Fight Club

The IKEA-purchasing, corporate-America lifestyle takes a couple of shots to the head and bleeds profusely in this world where fascist philosophy and pugilistic tendencies meet. “Fight Club” (based on the novel by Chuck Palahniuk) makes a wonderful mockery of the worker-bee mentality, crying for an upheaval of consumer culture.

The revolution starts with a group of men who come together in the basement of a bar to beat one another into submission (and brutally so). Jack (Edward Norton) and Tyler Durden (Brad Pitt) are the instigators in this scenario of male bonding gone terribly awry.

First, we meet Jack, who determines the cost of traffic accidents for a company so the company knows whether it’s more cost-efficient to recall the cars or to deal with the impending lawsuits. Coming to realize both the purposelessness and the general seediness of what he’s doing, he becomes an insomniac, then a support-group addict, and then he meets Tyler Durden on a plane.

Not only does Tyler sell soap (“the yardstick of civilization”), he begins to sell Jack on another way of thinking.

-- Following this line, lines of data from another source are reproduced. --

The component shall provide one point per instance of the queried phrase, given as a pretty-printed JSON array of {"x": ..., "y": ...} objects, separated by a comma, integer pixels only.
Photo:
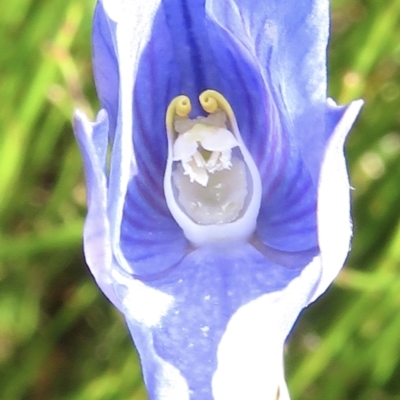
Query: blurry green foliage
[{"x": 60, "y": 339}]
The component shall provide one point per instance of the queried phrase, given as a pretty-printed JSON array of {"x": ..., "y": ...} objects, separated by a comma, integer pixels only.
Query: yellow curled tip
[
  {"x": 179, "y": 106},
  {"x": 211, "y": 101}
]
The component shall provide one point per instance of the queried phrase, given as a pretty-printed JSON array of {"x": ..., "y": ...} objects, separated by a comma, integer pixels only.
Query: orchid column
[{"x": 224, "y": 209}]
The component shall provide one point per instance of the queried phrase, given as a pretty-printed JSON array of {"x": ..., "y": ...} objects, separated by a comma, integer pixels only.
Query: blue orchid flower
[{"x": 218, "y": 197}]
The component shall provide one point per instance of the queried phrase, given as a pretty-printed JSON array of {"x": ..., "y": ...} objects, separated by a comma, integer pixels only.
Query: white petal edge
[
  {"x": 96, "y": 230},
  {"x": 250, "y": 354},
  {"x": 333, "y": 210}
]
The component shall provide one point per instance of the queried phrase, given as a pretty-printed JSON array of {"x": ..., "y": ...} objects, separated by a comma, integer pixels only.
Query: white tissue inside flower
[{"x": 211, "y": 184}]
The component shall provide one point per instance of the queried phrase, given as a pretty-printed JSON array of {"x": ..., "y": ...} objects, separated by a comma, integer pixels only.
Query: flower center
[{"x": 211, "y": 184}]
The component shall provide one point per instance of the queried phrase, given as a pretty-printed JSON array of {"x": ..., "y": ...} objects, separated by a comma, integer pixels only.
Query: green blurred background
[{"x": 60, "y": 339}]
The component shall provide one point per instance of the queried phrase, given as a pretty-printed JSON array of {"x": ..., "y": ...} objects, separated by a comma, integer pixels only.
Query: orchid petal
[
  {"x": 93, "y": 141},
  {"x": 199, "y": 310}
]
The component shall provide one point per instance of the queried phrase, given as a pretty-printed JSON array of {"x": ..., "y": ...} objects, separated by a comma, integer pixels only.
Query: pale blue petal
[
  {"x": 206, "y": 289},
  {"x": 93, "y": 141}
]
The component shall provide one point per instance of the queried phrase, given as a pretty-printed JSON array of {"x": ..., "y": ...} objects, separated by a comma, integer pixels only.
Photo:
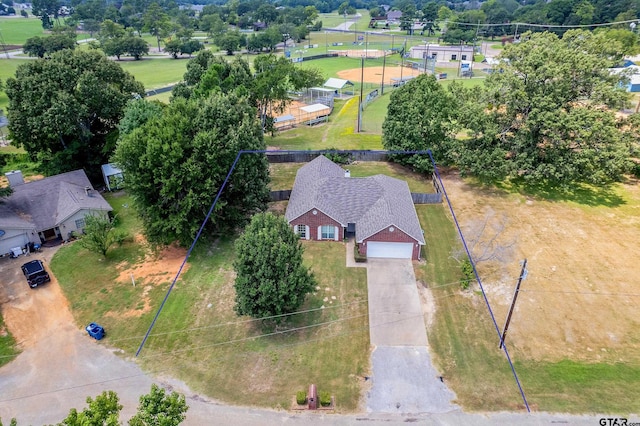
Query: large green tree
[
  {"x": 64, "y": 109},
  {"x": 547, "y": 113},
  {"x": 176, "y": 163},
  {"x": 270, "y": 276},
  {"x": 421, "y": 116},
  {"x": 100, "y": 234},
  {"x": 157, "y": 408}
]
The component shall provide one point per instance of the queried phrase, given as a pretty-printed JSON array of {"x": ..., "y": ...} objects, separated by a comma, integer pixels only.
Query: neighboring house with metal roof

When Jack returns to his apartment and finds it’s been blown to bits, he calls Tyler, the two meet for drinks, and Tyler introduces Jack to what will become the “fight club.”

Slowly, Jack gets drawn into the world that Tyler is crafting for him, which involves a decrepit house with few material goods, fighting more and more, and quickly losing interest in his work. Jack is soon bending to Tyler’s will, even letting Tyler sleep with Marla (Helena Bonham Carter), a woman Jack originally met at the support groups. Meanwhile, word about the fight club begins to spread, and as more men show up, Tyler realizes the power he holds over them. That’s when he starts to up the ante, driving them to acts like vandalism and destruction of property, and eventually toward his ultimate plan, aptly called “Project Mayhem.”

As Jack, Norton cements his status as one of the best actors around, and at the ripe old age of 30 to boot. Not only does he make screenwriter Jim Uhls’ lines resonate, he’s one of the few performers who needs just the subtlest change in his facial expression to illustrate his change in emotion (as in “Primal Fear,” for example). In “Fight Club,” Norton’s Jack is both the central character and the narrator, so while viewers are allowed a glimpse into what he’s thinking, he shows them exactly how he’s feeling.

Pitt, who’s been slapped with the pretty-boy label ever since “Thelma & Louise,” goes toe to toe with Norton and doesn’t back down in his best performance to date. He has a terrific presence on the screen and you believe in his Tyler as someone whom men would beat the crap out of one another to please.

A pleasant surprise is the singer Meat Loaf as Bob, a testicular-cancer sufferer who has absurdly large “man-breasts.” Bonham Carter is in a haze throughout the movie and seems better suited to period pieces.

Fincher, whose previous work includes “Seven” and “The Game,” has a definite style in his directing, one that’s frenetic and jarring. He uses an array of techniques with the camera, ones that, unlike David O. Russell’s in “Three Kings,” work. When Tyler pours lye on Jack’s hand and forces him to endure the agonizing pain, the shakes and jerks of the camera mirror Jack’s and also magnify the moment and the audience’s reaction to it.

Even though the movie over-philosophizes and serves up a flat ending, it’s still an excellent film that deserves to be seen and talked about. And like “The Sixth Sense,” it delivers a terrific plot twist. Seeing it twice might not be a bad idea.